7| "Die Furcht nimmt immer die Maske, den Stil der Zeiten an. Das Dunkel der Weltraumhöhle... die Hexen- und Dämonenschwärme des Mittelalters sind Glieder der ewigen Kette der Angst, an die der Mensch wie an den Kaukasus geschmiedet ist... Und immer erscheint sie ihm in höchster, lähmender Wirklichkeit. – Nun ist die Welt der Schauplatz von Mikrobenheeren; die Apokalypse droht wie je zuvor... Der alte Wahn blüht in Psychosen.
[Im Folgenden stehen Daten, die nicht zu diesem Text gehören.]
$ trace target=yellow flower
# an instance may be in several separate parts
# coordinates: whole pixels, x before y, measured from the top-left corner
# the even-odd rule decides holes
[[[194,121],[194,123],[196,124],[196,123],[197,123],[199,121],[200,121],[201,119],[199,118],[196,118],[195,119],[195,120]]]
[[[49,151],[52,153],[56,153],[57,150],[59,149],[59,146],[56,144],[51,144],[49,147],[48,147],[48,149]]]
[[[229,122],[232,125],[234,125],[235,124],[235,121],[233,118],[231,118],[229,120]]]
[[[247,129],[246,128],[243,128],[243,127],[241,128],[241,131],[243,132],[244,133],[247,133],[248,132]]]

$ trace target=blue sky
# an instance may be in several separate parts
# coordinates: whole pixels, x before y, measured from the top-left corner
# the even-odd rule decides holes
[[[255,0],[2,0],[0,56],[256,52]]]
Menschliche Furcht zu allen Zeiten... ist Furcht vor der Vernichtung, ist Todesfurcht. Das hören wir bereits von Gilgamesch... Die Überwindung der Todesfurcht ist daher zugleich die Überwindung jedes anderen Schreckens.
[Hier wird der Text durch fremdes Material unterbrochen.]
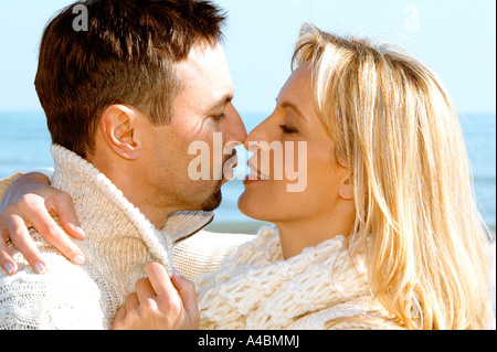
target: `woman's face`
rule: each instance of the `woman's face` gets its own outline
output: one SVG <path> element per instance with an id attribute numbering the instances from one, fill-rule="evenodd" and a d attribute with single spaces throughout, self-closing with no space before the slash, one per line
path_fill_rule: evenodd
<path id="1" fill-rule="evenodd" d="M 351 195 L 342 194 L 348 172 L 336 162 L 314 108 L 309 64 L 290 75 L 274 113 L 248 135 L 245 148 L 254 156 L 239 207 L 250 217 L 278 223 L 329 216 L 341 196 Z"/>

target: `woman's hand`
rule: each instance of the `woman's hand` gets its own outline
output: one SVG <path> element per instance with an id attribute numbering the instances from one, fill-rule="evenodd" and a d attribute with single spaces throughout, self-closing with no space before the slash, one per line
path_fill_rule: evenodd
<path id="1" fill-rule="evenodd" d="M 178 273 L 169 278 L 157 262 L 145 267 L 148 278 L 139 279 L 136 292 L 117 310 L 113 330 L 193 330 L 200 313 L 195 287 Z"/>
<path id="2" fill-rule="evenodd" d="M 9 241 L 24 255 L 33 270 L 39 274 L 46 270 L 41 253 L 28 232 L 31 226 L 68 259 L 76 264 L 84 262 L 83 253 L 51 215 L 59 215 L 62 227 L 71 236 L 84 238 L 71 196 L 50 186 L 44 174 L 22 175 L 6 191 L 0 202 L 0 265 L 9 275 L 18 270 L 9 250 Z"/>

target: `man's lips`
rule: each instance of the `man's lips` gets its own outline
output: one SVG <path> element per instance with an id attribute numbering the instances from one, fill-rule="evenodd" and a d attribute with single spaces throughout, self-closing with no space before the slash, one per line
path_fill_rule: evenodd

Wenn es dem Menschen gelingt, hier Raum zu schaffen, so wird sich die Freiheit auch auf jedem anderen Felde geltend machen, das die Furcht regiert.”
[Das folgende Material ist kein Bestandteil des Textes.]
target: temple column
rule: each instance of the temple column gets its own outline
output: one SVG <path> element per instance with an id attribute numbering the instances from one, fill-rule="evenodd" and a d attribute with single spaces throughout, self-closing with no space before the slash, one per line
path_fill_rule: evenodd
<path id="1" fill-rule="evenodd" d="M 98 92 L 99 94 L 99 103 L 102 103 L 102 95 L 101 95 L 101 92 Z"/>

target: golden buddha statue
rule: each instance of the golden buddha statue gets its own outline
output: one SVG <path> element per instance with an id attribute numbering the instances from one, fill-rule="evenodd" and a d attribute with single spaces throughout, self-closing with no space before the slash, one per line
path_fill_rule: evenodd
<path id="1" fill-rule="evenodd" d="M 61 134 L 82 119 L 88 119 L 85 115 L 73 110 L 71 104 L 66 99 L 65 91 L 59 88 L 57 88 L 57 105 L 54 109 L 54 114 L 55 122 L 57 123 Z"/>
(Ernst Jünger: Der Waldgang, 1951)

Furcht, Todesfurcht – der traurige Monat November reißt von den Bäumen das Laub und drängt einem hinterrücks das Thema Sterben gleich aus verschiedenen Richtungen auf. Die deutsche Zeitungslandschaft z.B. ist schon seit Jahren eine Chronik angekündigter Tode, und jetzt hat es wohl endgültig das langjährige “Lehrerblatt”, die Frankfurter Rundschau, erwischt. Sicher ist es bedauerlich, daß damit einer ehemals wichtigen Meinungsbildernerin im deutschen Blätterwald das Licht in den Redaktionsräumen ausgeknipst wird, aber die FR war doch seit längerem nicht mehr “systemrelevant”, um den Jargon zu benutzen, der heute in der öffentlichen Sprache den Ton angibt. So auch in der Todesanzeige für die FR. Ihre Besitzer erklärten dazu: „Eine sich nunmehr abzeichnende dauerhafte Finanzierung hoher Verluste ist aber sowohl für M. DuMont Schauberg als auch die DDVG nicht länger darstellbar.“

Hohe Verluste mögen nicht länger tragbar oder hinnehmbar sein, wenn man denn schon unbedingt den von Bastian Sick schon vor Jahren gestellten und zu recht angeprangerten “Silbenbarbaren” zu Wort kommen lassen will – aber “nicht darstellbar”? Welcher Berufsschönfärber aus der Marketingabteilung von DuMont hat denn das abgesondert? Die Formulierung legt nahe oder offen, daß es gar nicht um die Verluste und ihre bitteren realen Folgen etwa für die Belegschaft geht, sondern lediglich um deren Darstellbarkeit. Aber die ist doch kein Problem. Verluste lassen sich in Zahlen oder Grafiken ganz einfach und in aller wünschenswerten Deutlichkeit darstellen. “Darstellbar” meint hier etwas anderes, nämlich daß sich die Verluste vor den Geldgebern und deren McKinsey-consultants nicht länger rechtfertigen lassen. Doch wenn sich schon Zeitungsmenschen wie der alte Neven DuMont so ausdrücken, weil sie so denken, dann soll sich mit all ihren Blättern der Teufel den Allerwertesten wischen.